Interestingly, the researchers used mRNA technology to code for Cas13a, which destroys parts of the RNA genetic code that viruses use to replicate in cells in the lungs. Using a guide strand, researchers can provide a map that basically tells the Cas13a protein where to attach to the viruses’ RNA and begin to destroy it.
“In our drug, the only thing you have to change to go from one virus to another is the guide strand—we only have to change one sequence of RNA. That’s it,” explained senior study investigator Phillip Santangelo, PhD, a professor in the Wallace H. Coulter department of biomedical engineering at Emory University. “We went from flu to SARS-CoV-2, the virus that causes COVID-19. They’re incredibly different viruses. And we were able to do that very, very rapidly by just changing a guide.”
Santangelo’s team tested its approach against flu in mice and SARS-CoV-2 in hamsters. In both cases, the sick animals recovered. This is the first study to show mRNA can be used to express the Cas13a protein and get it to work directly in lung tissue rather than in cells in a dish. It’s also the first to demonstrate the Cas13a protein is effective at stopping the replication of SARS-CoV-2.

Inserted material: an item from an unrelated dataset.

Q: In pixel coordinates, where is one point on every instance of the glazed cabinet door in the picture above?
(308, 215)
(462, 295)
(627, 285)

Amazingly, the team’s approach has the potential to work against 99% of flu strains that have circulated over the last century. It also appears it would be effective against the new highly contagious variants of the coronavirus that have begun to circulate. The key to that broad effectiveness is the sequence of genes the researcher’s target.

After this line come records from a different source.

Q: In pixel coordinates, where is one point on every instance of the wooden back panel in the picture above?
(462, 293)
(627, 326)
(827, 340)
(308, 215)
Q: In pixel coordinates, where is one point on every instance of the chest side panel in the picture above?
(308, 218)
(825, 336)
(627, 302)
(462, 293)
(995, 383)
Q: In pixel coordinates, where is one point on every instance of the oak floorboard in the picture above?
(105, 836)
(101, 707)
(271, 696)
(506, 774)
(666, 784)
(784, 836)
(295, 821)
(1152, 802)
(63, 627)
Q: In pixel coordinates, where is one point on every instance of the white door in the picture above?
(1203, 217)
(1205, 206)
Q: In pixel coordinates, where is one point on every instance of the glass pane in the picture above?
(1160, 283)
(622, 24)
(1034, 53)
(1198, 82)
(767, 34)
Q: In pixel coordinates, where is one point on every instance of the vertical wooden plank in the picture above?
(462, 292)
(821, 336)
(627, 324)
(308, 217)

“In flu, we’re attacking the polymerase genes. Those are the enzymes that allow the virus to make more RNA and to replicate,” Santangelo noted. “We went after those because they’re far better conserved. We let the biology dictate what our targets would be.”
Likewise, in SARS-CoV-2, the sequences the researchers targeted so far remain unchanged in the latest variants. The approach means the treatment is flexible and adaptable as new viruses emerge.
“One of the first things that society and the CDC are going to get when a pandemic emerges is the genetic sequence. It’s one of the first tools that the CDC and the surveillance teams are going to use to identify what kind of virus this is and to begin tracking it,” remarked study co-author Daryll Vanover, PhD, a research scientist in the Santangelo lab. “Once the CDC publishes those sequences—that’s all we need. We can immediately screen across the regions that we’re interested in to target it and knock down the virus.”
Vanover noted that this could result in lead candidates for clinical trials in a matter of weeks—which is about how long it took them to scan the sequences, design their guide strands, and be ready for testing in this study.
“It’s really quite plug-and-play,” Santangelo added. “If you’re talking about small tweaks versus large tweaks, it’s a big bonus in terms of time. And in pandemics—if we had had a vaccine in a month or two after the pandemic hit, think about what things would look like now. If we had a therapy a month after it hit, what would things look like now? It could make a huge difference, the impact on the economy, the impact on people.”
The team’s approach was sped along by their previous work on delivering mRNA to mucosal surfaces like those in the lungs. They knew there was a good chance they could tackle respiratory infections with that approach. They decided to use mRNA to code for the Cas13a protein because it’s an inherently safe technique.
“The mRNA is transient. It doesn’t get into the nucleus, doesn’t affect your DNA,” Santangelo said, “and for these CRISPR proteins, you really don’t want them expressed for long periods of time.”
The researchers were excited about their findings but said that additional work remains—especially understanding more about the specific mechanisms that make the treatment effective. It has produced no side effects in the animal models, but they want to take a deeper look at safety as they consider moving closer to therapy for human patients.
“This project really gave us the opportunity to push our limits in the lab in terms of techniques, in terms of a new strategy,” concluded Chiara Zurla, PhD, the team’s project manager and a co-author on the paper. “Especially with the pandemic, we feel an obligation to do as much as we can as well as we can. This first paper is a great example, but many will follow; we’ve done a lot of work, and we have a lot of promising results.”